Time for undertaking repairs – does it count?
Pursuant to s.35(1) provided that a buyer was deemed to have accepted goods, inter alia, “when after the lapse of a reasonable time he retains the goods without intimating to the seller that he has rejected them”. S.59 provided that what is a reasonable time is a question of fact. Subsection (6)(a) shows that time taken merely in requesting or agreeing to repairs and for carrying them out, is not to be counted.
The reason(s) why the Cleggs rejected the Yacht when they did was irrelevant said the CA, if they had the right to do so.
Lady Justice Hale reaffirmed that the SAG did not require either party has to behave reasonably and the court was not concerned as to whether they did. If it is established that the seller is in breach of a condition of the contract, however, the choice does not lie with him as to what to do to rectify the position.

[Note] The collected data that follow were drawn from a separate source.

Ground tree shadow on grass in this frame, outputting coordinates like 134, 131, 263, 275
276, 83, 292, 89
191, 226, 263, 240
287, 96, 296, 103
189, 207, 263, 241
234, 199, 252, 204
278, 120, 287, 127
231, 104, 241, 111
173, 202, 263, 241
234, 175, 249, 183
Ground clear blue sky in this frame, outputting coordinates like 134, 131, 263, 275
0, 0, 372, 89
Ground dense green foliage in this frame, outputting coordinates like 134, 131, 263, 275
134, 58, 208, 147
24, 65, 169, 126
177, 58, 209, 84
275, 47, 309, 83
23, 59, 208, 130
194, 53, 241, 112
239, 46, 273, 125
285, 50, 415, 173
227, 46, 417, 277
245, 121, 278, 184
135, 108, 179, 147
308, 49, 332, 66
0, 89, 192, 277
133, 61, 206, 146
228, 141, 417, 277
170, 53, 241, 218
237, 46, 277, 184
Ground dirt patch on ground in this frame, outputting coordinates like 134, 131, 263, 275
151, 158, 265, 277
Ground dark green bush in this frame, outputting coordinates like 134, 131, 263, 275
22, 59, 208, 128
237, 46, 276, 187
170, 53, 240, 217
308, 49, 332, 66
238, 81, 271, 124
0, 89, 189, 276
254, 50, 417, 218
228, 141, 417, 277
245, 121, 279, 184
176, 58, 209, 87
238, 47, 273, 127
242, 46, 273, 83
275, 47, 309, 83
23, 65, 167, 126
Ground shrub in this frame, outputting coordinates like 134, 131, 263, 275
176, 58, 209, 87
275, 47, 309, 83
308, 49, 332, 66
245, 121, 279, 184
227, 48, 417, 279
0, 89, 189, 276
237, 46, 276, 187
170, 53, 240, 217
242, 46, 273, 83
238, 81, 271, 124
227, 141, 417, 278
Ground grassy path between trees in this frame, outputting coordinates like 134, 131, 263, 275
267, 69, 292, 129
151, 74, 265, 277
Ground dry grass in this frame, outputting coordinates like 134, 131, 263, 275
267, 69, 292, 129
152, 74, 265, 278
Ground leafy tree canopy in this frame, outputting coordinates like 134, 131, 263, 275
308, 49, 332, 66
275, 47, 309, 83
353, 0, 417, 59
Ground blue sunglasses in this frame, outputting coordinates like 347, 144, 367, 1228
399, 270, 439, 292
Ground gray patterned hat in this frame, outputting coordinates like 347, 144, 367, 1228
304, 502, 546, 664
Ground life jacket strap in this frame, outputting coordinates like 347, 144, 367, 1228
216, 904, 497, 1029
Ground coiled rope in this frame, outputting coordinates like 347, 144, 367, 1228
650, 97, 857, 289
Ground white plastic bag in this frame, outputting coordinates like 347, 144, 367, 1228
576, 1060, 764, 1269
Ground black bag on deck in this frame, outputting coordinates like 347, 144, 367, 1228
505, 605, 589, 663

The sellers in this case thought the yacht was acceptable because they could put it right. But Lady Justice Hale said:
“That is not the point. Seller and buyer often agree to try and put defects right but neither is obliged to do so. The fact that the remedy supplied by English law may be thought disproportionate by some is irrelevant to a consideration of whether the implied term has been broken.”
She went on to say:
“The question, as the joint Report of the Law Commission and the Scottish Law Commission explained, is “not whether the reasonable person would find the goods acceptable; it is an objective comparison of the state of the goods with the standard which a reasonable person would find acceptable” (1987, Law Com No 160, Sale and Supply of Goods, para 3.25) The amendments made to section 14 by the Sale and Supply of Goods Act 1994 also make it clear that fitness for purpose and satisfactory quality are two quite different concepts. In some cases, such as a high priced quality product, the customer may be entitled to expect that it is free from even minor defects, in other words perfect or nearly so.”
Particularly if you’re buying a quarter-of-a-million pound yacht, apparently!